Am „Schlenkpfinsta“, waren an  größeren Orten, wie Rosenheim, Holzkirchen oder Wasserburg die Schlenkelmärkte angesagt. In der Regel wurden an diesem Tag auch traditionell Warenmärkte abgehalten. Die Verfügbarkeit des Jahreslohns aber auch das zu den Schlenkelmärkten strömenden  Publikum sind hier sicher Anlass gewesen.

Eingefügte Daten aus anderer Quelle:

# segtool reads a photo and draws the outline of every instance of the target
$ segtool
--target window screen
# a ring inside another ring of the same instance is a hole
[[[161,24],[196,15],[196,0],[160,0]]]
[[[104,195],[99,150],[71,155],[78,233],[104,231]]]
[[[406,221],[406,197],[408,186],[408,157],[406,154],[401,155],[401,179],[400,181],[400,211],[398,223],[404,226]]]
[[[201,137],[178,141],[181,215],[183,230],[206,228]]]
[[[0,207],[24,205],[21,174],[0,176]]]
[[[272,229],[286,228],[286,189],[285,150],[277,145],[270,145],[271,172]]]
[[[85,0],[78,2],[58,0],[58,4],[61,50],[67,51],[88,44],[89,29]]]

Der Schlenklmarkt selbst, an festen Plätzen, in der Regel Wirthäuser, abgehalten, war ausschließlich den Vermittlung von Arbeit suchenden Dienstboten und Dienstboten suchenden Bauern vorbehalten. Sicher gab es auch genug neugieriges Puplikum. Um auf sich aufmerksam zu machen, trugen die sich anbietenden Dienstboten, ein kleines Ährensträußchen am Hut. War man sich einig, wurde das „Ausg´machte“ per Handschlag besiegelt. Hinzu gab es vom Bauern ein „Drangeld“ (auch Dinggeld) an den künftigen Dienstboten, das, wenn es gegeben und angenommen wurde, ein zusätzliches Zeichen der Einigung war. Das „Drangeld“  war eine Extrazahlung und wurde nicht auf den Lohn angerechnet. Aber auch für die eben Bedungenen eine gute Grundlage um den neuen „Platz“ noch mehr oder weniger ausgiebig zu feiern.

Diese Schlenklmärkte,  beziehungweise diese Art der Arbeitssuche, waren bis in die Dreißgerjahre des 20Jhd. üblich. Wenn auch mit abnehmender Tendenz. Wie es im „Oberbayern“ vom Februar 1933 heißt, werden immer mehr Dienstboten aus Niederbayern „importiert“.  Und das vermutlich nicht auf Lichtmeß bezogen, sondern auch während des ganzen Jahres über. Aber auch die immer wichtiger werdenden Arbeitsämter  haben Vermittlungen übernommen. Das Naziregime hatte versucht, die Schlenkelmärkte für ihre Arbeit zu nutzen: Arbeitsämter agierten jetzt auch auf den Schlenkelmärkten,  und  die Vorlage von Arbeitspapieren war Voraussetzung, bis dann nur mehr „von oben“ genehmigte Wechsel erlaubt waren. Aber auch der Ablauf eines Schlenkelmarktes wurde verändert. Nicht mehr das Ährensträußl auf dem Hut der Arbeitssuchenden war angesagt, sondern ein Efeublatt, Zeichen der Treue und Unsterblichkeit musste jetzt getragen werden. Und der suchende Bauer hatte einen Eichenzweig, auch Zeichen der Ewigkeit,  auf dem Hut zu haben. Wenn eine „Verdingung“ vollzogen war, war ein Blatt abzuschneiden. So wie die Schlenklmärkte, so wurde auch Lichtmeß „umfunktioniert“. Das Licht spielte ja bei den „Nazis“ eine besondere Rolle.